研究課題/領域番号 |
23K00015
|
研究種目 |
基盤研究(C)
|
配分区分 | 基金 |
応募区分 | 一般 |
審査区分 |
小区分01010:哲学および倫理学関連
|
研究機関 | 東洋大学 |
研究代表者 |
松浦 和也 東洋大学, 文学部, 教授 (30633466)
|
研究分担者 |
文 景楠 東北学院大学, 教養教育センター, 准教授 (00782517)
宮崎 文典 埼玉大学, 教育学部, 准教授 (50506144)
三浦 太一 中部大学, 人文学部, 講師 (60847531)
北郷 彩 北海道大学, 文学研究院, 専門研究員 (20797071)
|
研究期間 (年度) |
2023-04-01 – 2027-03-31
|
研究課題ステータス |
交付 (2023年度)
|
配分額 *注記 |
4,680千円 (直接経費: 3,600千円、間接経費: 1,080千円)
2026年度: 1,300千円 (直接経費: 1,000千円、間接経費: 300千円)
2025年度: 1,300千円 (直接経費: 1,000千円、間接経費: 300千円)

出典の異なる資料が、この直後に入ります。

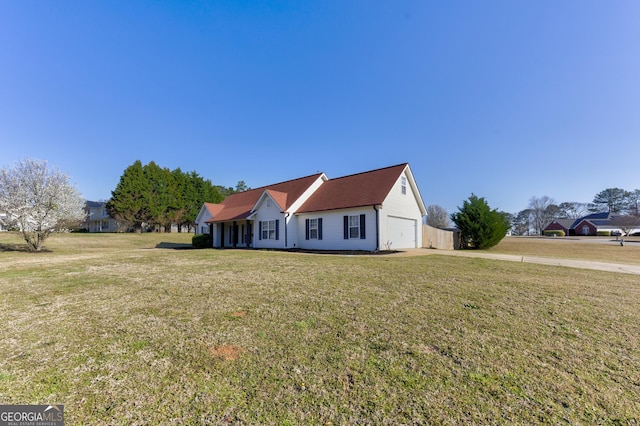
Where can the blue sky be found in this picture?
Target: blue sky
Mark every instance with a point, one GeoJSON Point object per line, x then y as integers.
{"type": "Point", "coordinates": [504, 99]}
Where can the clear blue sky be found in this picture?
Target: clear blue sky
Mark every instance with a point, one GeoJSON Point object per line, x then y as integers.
{"type": "Point", "coordinates": [504, 99]}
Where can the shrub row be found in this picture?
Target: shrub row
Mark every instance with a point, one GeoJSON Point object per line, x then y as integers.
{"type": "Point", "coordinates": [202, 241]}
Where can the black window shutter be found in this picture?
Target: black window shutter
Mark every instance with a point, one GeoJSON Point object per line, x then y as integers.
{"type": "Point", "coordinates": [346, 227]}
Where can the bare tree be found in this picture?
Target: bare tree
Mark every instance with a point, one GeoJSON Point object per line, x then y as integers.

2024年度: 910千円 (直接経費: 700千円、間接経費: 210千円)
2023年度: 1,170千円 (直接経費: 900千円、間接経費: 270千円)
|
キーワード | ギリシア哲学 / プラトン / アリストテレス / 分析哲学 / 方法 / 哲学 / 解釈 / ギリシア |
研究開始時の研究の概要 |
古代哲学に対して論理学と言語学を用いてテキストを再構成する分析的読解は今日でも隆盛であるが、本研究はこのような古代哲学の分析的読解による解釈としての傾向や、この読解が暗黙の裡に措定してしまうことを明るみに出し、これらを吟味することで、この読解方法と伝統的な文献学的成果を再統合した、堅実かつより生産的な古代研究の方法を提案する。
|
研究実績の概要 |
初年度は各月ベースのオンライン研究会を実施し、分析的アプローチの規定を巡る欧米の先行研究を合同で読み解くと同時に、各自の論文における実践を共有した。こういった共同作業をもとに、次のような各自の研究実績を産み出した。松浦は分析的読解の初期の事例をハイデガーのアリストテレス解釈と対比することによって、分析的読解の傾向として、テキストにある複雑な議論を過度に簡素化することと、ギリシア哲学が残した様々な考察の中から現代的にも価値があると見なしうるものが分析対象に選ばれることがあることを提示した。研究分担者の文は、古代哲学研究を対象に「哲学史研究における分析的アプローチ」の内実を把握することの困難さを確認し、シールズ『古代哲学入門』における分析的アプローチの定義を援用しながら、それを(アリストテレスに由来するものとして)再構築することを試みた。この試みは、関連学会で提題し、論文化した。三浦は口頭発表「プラトン『パイドン』における魂の健康と病――「親近性の議論」の分析から」において、分析的手法からは省みられることが比較的少なかったプラトン『パイドン』親近性の議論を、健康と病という視点から再評価した。宮崎はプラトン『ヒッピアス(大)』を、従来の分析的読解ではあまり省みられることがなかった言論への態度という観点から検討し、ソフィスト的言論とソクラテス的言論(対話)との対比的読解を行い、その成果の一部を論文化した。
|
現在までの達成度 (区分) |
現在までの達成度 (区分)
2: おおむね順調に進展している
理由
本プロジェクト全体に関わるものとして、松浦と文が研究計画と直接関わる論考を公開することができた。また、三浦と宮崎が、各自の研究主題を対象に分析的アプローチを実践する論考を公開した。
|
今後の研究の推進方策 |
研究計画のさらなる充実を図るために、次年度からコールドウェル氏を研究分担者として加え、アリストテレスが行った「分析」と、古代哲学研究の中でテキストに対して成される分析の相互比較を行う。また、分析的アプローチを実践し、その理解を深めるために、具体的なテキストを選んでそれを(特に自分自身の方法論を意識しながら)読解する研究会を科研メンバー内外を対象に開催する計画を立案する。また、分析的読解による古代哲学の著書を選び、それを他の時代地域の哲学研究に従事する専門家からはどのように見えるのかを評する会を次年度中に開催する。以上の活動を通じて、それぞれの研究者がどのような態度で古代哲学に向き合ってきたのか、その研究方法を言語化することを目指す。